Toy’s-Eye View

Everyone knows chores are boring, so what is it about Chibi-Robo! that makes being a tiny, housecleaning robot so fun?

By Kevin Knezevic. Posted 07/15/2011 10:00 4 Comments     ShareThis

Many video games have the odd habit of including banal, everyday routines as part of their gameplay. This certainly seems like a counterintuitive approach to design– after all, chores are the complete antithesis to fun, something to which many a seven-year-old can attest, and doing them in a video game is essentially nullifying the sense of escapism the medium offers. Despite this, some series hinge their entire premise around these inglorious activities, and they have even begun to crop up in games not usually known for their realism (Mario’s brief stint as a glorified street cleaner immediately springs to mind).
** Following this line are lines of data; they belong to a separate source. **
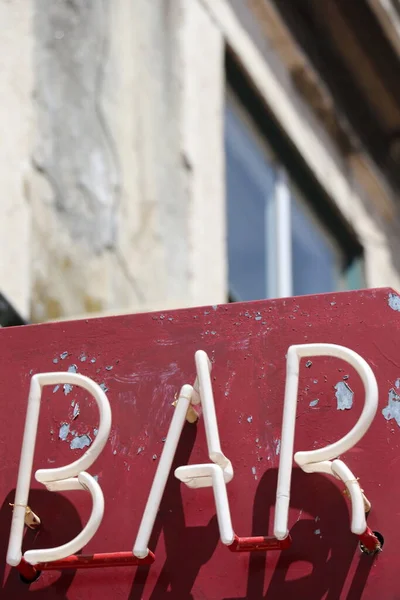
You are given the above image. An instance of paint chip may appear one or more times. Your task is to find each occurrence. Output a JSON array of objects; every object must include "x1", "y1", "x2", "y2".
[
  {"x1": 58, "y1": 423, "x2": 69, "y2": 442},
  {"x1": 388, "y1": 294, "x2": 400, "y2": 312},
  {"x1": 335, "y1": 381, "x2": 354, "y2": 410},
  {"x1": 382, "y1": 388, "x2": 400, "y2": 427},
  {"x1": 69, "y1": 433, "x2": 92, "y2": 450}
]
Chibi-Robo! is often lumped together with the rest of these titles, and at a cursory glance it is easy to see why– picking up refuse and scrubbing floors are very prominent parts of its gameplay, creating the appearance that the title is little more than a cleaning simulator. While there is some truth to this, where it differs from other such games is in its focus. The chores, rather than forming the crux of the gameplay, are simply a means to an end, a way to tie together the game’s true objectives in a unified and cohesive fashion. You see, at its heart, Chibi-Robo! is in actuality an adventure game, but its defining characteristic is that it occurs through the eyes of a toy-sized protagonist. Your role as a sentient vacuum is essentially license to explore the premises at your leisure, and the title makes sure to emphasize your small stature in this world through every facet of its design.

This perspective, I think, is largely why Chibi-Robo! is such an enjoyable experience, transforming a quaint little setting into an expansive land beckoning to be explored. After all, how many children, especially after witnessing Toy Story for the very first time, could not help but imagine what it would be like to see the world through a toy’s perspective? Chibi-Robo! comes closest to fulfilling this fantasy, tapping into the same sense of wonder that fueled Pixar’s debut film so many years ago. No longer was the home a mundane place devoid of adventure; now, even the simplest of tasks was a monumental ordeal– ascending a staircase became an arduous climb akin to scaling a mountain, while the pet dog became a ferocious monster that struck fear into the plastic hearts of all the toys in the house. Even the various rooms and the furnishings therein became sprawling environments thanks to this perspective– a potted plant became a jungle canopy, while the basement became a dank necropolis of disused appliances and unwanted toys. Best of all, the sheer scale of the house was integral to the gameplay itself, and objects of interest were often placed on shelves high out of your reach. Part of the game then became figuring out just how to climb to these varying heights, making Chibi-Robo! almost the whimsical equivalent of Shadow of the Colossus (save that you are battling against the environment rather than a handful of monolithic bosses). It really did feel as though you were a small toy in an average family’s home, and there was no satisfaction quite like standing atop a towering bookcase and peering out over all the domestic terrain you just conquered.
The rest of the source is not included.